And this one hurts. I know losing any celebrity and/or icon we love and admire feels terrible, but David Bowie. David Bowie. DAVID BOWIE. He’s not even human. He’s the boy who fell from Mars. He’s the Thin White Duke. The Goblin King (if you grew up in the 1980 and 1990s and your friends were obsessed with Labyrinth and spent so much of middle school yelling, “You don’t have any power over me! Power over me! Power over me!”) He’s meant to live forever. Most of us have never lived in a world he’s missing from. But look, I like to think of it like this — now, he’s gone back to Mars, he’s gone back to space, and he gave us 69 phenomenal Earth years to teach us why being yourself is so important.
But I mean, we can hang out here and I can make you read why David Bowie was important and why we’ll miss him, but that would be ridiculous because I’m 99.9% sure that he meant something special to all of us because there’s no way to narrow David Bowie down to a sentence or two. The man is special. He is rare. He is David fucking Bowie, and while he may not be physically on this planet, he certainly isn’t gone. He still belongs to us the way he did before — maybe more — because we can and will hold him close and shape the memories we have of him into what we need him to be.
David Bowie has always been what we needed him to be. And I’m sure today out of all days, you’ll see exactly what he meant to people you thought you knew, and will now know better. Because that’s also what David Bowie did: he encouraged us all to be weird and to be loud and to be brave and be ourselves, and in between crying at your desk and crying on public transit, and in between saying “I’m fine! Really!” way too chipper to people who just don’t get it (honestly, if you have to ask why we’re sad today, stop — just stop, and pretend we’re sad that The Revenant won over Room last night and leave us alone), remember that individuality was one of Bowie’s biggest gifts to us. It takes guts to be yourselves, and he had it in spades — then showed us that we all have it too.

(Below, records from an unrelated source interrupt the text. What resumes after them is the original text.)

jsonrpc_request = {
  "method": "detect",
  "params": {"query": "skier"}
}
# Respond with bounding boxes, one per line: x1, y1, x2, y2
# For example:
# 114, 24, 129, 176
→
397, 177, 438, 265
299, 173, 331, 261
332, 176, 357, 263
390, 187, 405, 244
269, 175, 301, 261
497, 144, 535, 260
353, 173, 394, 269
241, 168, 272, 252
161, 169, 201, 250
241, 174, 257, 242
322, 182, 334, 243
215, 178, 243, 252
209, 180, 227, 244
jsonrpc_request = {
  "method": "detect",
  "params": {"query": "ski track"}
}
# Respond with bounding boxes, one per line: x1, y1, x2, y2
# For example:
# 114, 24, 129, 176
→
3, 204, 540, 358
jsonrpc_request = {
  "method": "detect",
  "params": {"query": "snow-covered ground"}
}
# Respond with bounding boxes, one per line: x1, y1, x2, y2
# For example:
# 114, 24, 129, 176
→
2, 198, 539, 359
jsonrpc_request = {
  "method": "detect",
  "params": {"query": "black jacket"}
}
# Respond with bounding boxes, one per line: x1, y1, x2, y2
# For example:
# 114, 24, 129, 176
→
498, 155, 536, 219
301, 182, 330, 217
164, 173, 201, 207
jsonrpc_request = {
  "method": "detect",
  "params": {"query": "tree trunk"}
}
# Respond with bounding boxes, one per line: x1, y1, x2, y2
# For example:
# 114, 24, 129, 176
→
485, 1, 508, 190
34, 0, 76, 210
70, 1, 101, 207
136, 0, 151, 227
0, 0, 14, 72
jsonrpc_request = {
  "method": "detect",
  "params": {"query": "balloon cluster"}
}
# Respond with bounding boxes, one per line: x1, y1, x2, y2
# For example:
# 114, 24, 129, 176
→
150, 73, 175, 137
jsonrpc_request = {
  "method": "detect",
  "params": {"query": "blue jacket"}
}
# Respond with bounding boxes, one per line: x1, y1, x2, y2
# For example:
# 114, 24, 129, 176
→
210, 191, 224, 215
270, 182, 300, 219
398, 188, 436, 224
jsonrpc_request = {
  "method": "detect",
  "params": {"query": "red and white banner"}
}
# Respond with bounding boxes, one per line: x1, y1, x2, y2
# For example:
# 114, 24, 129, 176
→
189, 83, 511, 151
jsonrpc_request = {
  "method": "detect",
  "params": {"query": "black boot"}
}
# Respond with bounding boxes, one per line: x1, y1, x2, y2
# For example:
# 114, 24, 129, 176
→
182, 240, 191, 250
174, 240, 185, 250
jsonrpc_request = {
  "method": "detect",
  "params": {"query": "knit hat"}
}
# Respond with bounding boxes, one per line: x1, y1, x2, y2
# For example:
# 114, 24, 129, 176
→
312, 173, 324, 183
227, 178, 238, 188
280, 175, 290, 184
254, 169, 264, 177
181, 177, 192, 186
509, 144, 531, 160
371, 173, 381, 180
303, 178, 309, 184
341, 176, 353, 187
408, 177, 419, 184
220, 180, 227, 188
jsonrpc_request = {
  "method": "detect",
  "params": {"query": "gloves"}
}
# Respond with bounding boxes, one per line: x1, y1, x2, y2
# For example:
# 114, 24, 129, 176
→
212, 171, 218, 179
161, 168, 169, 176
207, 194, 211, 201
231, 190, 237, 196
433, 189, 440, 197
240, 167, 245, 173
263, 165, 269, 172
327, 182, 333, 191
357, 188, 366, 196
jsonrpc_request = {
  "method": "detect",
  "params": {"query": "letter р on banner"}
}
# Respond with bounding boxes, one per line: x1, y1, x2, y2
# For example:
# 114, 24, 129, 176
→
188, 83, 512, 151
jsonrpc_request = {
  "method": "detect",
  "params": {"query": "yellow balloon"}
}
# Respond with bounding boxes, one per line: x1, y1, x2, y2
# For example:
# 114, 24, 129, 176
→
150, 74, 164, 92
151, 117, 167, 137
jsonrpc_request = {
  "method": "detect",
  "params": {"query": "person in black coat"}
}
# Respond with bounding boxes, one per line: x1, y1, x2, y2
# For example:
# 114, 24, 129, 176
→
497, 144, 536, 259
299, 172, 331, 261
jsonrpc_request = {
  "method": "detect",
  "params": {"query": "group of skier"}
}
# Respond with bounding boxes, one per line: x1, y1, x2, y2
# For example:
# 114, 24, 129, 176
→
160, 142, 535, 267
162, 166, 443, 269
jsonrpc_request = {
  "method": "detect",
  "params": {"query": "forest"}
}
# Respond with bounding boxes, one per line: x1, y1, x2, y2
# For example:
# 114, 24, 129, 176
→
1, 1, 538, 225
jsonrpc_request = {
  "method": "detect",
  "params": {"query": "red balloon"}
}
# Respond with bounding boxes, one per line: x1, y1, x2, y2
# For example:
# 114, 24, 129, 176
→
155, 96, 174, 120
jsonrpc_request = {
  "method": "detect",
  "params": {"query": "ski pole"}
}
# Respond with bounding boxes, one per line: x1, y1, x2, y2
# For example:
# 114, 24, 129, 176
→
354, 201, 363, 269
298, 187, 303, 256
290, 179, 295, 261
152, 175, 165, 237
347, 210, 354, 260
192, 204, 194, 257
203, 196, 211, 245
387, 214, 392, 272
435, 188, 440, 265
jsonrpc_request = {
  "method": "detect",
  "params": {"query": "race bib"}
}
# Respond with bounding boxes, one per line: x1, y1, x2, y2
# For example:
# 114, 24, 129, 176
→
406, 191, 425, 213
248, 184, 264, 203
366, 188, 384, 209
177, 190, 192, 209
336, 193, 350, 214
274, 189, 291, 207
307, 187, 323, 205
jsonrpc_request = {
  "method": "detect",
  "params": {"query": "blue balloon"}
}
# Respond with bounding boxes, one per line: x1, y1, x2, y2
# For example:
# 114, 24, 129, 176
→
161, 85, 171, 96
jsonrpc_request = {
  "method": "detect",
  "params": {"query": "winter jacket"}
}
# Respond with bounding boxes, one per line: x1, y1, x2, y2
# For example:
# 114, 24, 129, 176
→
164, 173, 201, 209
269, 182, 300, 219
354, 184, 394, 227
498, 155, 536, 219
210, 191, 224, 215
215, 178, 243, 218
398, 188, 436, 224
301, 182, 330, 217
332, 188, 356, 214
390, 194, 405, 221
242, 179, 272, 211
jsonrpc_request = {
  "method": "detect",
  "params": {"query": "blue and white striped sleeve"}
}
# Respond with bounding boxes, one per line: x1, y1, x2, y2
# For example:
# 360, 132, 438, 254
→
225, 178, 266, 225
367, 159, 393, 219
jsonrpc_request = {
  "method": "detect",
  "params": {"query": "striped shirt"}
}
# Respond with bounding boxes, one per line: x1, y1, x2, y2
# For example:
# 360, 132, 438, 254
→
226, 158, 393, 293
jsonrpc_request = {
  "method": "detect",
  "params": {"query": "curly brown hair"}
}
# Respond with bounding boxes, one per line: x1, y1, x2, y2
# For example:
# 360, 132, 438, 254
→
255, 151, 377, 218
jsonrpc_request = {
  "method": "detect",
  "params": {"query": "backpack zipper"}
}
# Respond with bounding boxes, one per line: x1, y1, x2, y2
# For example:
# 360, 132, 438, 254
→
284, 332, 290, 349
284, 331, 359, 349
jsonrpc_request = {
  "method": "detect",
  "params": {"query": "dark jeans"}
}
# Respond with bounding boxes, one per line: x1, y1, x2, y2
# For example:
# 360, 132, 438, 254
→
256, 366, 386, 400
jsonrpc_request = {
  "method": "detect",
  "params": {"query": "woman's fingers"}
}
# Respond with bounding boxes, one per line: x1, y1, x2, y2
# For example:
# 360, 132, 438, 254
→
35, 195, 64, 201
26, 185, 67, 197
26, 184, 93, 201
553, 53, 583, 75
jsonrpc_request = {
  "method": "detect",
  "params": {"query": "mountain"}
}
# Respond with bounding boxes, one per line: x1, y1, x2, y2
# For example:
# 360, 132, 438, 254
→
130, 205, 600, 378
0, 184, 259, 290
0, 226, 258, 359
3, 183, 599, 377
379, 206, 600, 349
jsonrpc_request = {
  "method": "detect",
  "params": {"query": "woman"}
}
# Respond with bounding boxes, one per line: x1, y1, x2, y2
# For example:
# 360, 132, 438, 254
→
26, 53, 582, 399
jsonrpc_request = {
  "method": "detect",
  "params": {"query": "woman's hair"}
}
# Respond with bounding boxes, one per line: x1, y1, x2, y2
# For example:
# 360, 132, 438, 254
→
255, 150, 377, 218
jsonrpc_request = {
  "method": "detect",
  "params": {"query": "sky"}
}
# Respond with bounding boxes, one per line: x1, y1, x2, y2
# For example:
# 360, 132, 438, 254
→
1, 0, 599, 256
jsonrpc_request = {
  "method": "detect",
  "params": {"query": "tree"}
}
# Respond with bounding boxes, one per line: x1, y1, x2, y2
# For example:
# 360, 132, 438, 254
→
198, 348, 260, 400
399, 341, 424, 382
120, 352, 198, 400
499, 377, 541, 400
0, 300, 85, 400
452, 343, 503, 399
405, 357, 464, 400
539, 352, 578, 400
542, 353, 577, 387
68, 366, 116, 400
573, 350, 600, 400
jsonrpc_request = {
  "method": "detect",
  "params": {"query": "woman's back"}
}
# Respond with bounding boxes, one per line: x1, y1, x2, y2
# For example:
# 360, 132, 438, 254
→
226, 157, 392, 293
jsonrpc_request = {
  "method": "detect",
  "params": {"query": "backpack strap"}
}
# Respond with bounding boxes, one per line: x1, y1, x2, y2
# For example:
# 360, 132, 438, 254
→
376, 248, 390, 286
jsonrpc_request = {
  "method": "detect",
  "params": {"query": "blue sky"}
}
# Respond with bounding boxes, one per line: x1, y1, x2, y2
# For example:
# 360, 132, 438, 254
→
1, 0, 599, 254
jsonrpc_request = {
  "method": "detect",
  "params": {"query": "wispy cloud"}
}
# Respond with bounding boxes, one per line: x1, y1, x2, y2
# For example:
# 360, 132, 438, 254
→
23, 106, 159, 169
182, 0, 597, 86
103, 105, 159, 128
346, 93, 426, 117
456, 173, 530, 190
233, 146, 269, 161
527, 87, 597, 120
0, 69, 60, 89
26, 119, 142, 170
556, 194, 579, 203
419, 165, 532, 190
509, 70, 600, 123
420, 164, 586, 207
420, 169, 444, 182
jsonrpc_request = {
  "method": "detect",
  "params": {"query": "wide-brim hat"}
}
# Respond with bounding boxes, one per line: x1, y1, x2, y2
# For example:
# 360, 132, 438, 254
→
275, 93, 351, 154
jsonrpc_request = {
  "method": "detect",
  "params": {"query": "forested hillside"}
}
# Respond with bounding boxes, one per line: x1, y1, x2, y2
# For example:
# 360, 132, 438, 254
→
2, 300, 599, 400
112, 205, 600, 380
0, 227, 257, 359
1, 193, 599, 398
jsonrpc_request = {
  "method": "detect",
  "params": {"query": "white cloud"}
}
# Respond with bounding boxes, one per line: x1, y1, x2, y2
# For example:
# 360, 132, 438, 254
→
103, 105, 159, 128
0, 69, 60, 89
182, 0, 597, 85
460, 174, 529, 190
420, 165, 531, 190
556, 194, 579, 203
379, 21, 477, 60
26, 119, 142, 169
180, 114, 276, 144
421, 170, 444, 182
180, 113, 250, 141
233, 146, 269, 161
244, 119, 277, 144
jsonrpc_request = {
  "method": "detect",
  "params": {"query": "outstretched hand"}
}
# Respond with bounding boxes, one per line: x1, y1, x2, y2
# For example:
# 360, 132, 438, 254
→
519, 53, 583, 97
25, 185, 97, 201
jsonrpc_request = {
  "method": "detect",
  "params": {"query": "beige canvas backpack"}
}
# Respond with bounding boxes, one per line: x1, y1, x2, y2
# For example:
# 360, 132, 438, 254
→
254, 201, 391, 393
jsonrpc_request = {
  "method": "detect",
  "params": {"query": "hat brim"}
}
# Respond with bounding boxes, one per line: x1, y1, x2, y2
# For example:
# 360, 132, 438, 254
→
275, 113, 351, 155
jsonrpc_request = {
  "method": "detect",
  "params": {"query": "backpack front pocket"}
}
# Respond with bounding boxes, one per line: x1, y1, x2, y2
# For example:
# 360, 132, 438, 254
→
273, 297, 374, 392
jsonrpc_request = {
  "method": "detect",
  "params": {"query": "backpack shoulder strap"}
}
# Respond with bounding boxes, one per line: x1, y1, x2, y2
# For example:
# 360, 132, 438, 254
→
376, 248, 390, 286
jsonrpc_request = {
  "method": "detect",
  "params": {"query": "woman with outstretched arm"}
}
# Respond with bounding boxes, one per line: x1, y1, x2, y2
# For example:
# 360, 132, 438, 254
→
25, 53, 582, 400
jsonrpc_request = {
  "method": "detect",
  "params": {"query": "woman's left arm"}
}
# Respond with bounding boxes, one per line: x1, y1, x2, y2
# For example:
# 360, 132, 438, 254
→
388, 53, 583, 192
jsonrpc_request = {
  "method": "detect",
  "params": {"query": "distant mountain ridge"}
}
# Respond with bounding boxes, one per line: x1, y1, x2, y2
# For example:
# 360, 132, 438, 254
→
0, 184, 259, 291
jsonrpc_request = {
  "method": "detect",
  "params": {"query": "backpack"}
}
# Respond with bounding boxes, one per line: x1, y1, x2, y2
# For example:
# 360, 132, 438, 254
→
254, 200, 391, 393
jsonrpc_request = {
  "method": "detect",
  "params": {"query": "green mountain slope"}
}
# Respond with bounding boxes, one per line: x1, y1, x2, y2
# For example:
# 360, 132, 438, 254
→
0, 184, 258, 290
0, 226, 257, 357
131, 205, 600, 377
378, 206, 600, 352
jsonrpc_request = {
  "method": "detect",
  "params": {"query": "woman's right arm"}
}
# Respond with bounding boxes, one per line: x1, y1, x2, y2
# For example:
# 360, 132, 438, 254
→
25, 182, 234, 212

So I’ll miss you, David Bowie. But I know you’re not gone. I know you’ve returned to where you came from, and you’re recharging and you’re mingling with Lou Reed and Ad-Rock and Elaine Stritch and Lemmy and all the legends who’ve left Earth to do their own thing. But thank you. For all of it. For everything. And when a middle-schooler realizes they don’t fit into the culture that setting seems to dictate and that they’d rather just be unabashedly themselves, may they find you.
Even though we all know that like magic, you will find them.
It’s quite obvious that the writer of this piece (Anne T. Donahue) had almost no prior knowledge of David Bowie beyond her long-past childhood viewing habits. She’s very lucky to be so skilled in using Google for all of her research. She has nothing to say and takes forever to say it.
What an incredibly self-serving, vacuous piece of garbage writing. If the author can name even two Bowie albums without having to check Wikipedia I’d be beyond shocked. Please up your standards 29 Secrets. Bowie deserves more than the transparent, cloying sentiments of a narcissist.
There are literally thousands of tributes to David Bowie today, and the only one to mention the Golden Globes, themselves, and the words “David fucking Bowie,” is this one. So disrespectful. This author is writing an article just to write an article. It is OKAY if you don’t connect with every living celebrity. It is OKAY if you don’t connect with the death of every celebrity. Let the rest of us have our peace, our quiet, our time with our Starman. I am ashamed of you, Anne T. Donahue. I am ashamed of you, 29secrets. I am ashamed, as a David Bowie fan, that this article was allowed into our day of mourning.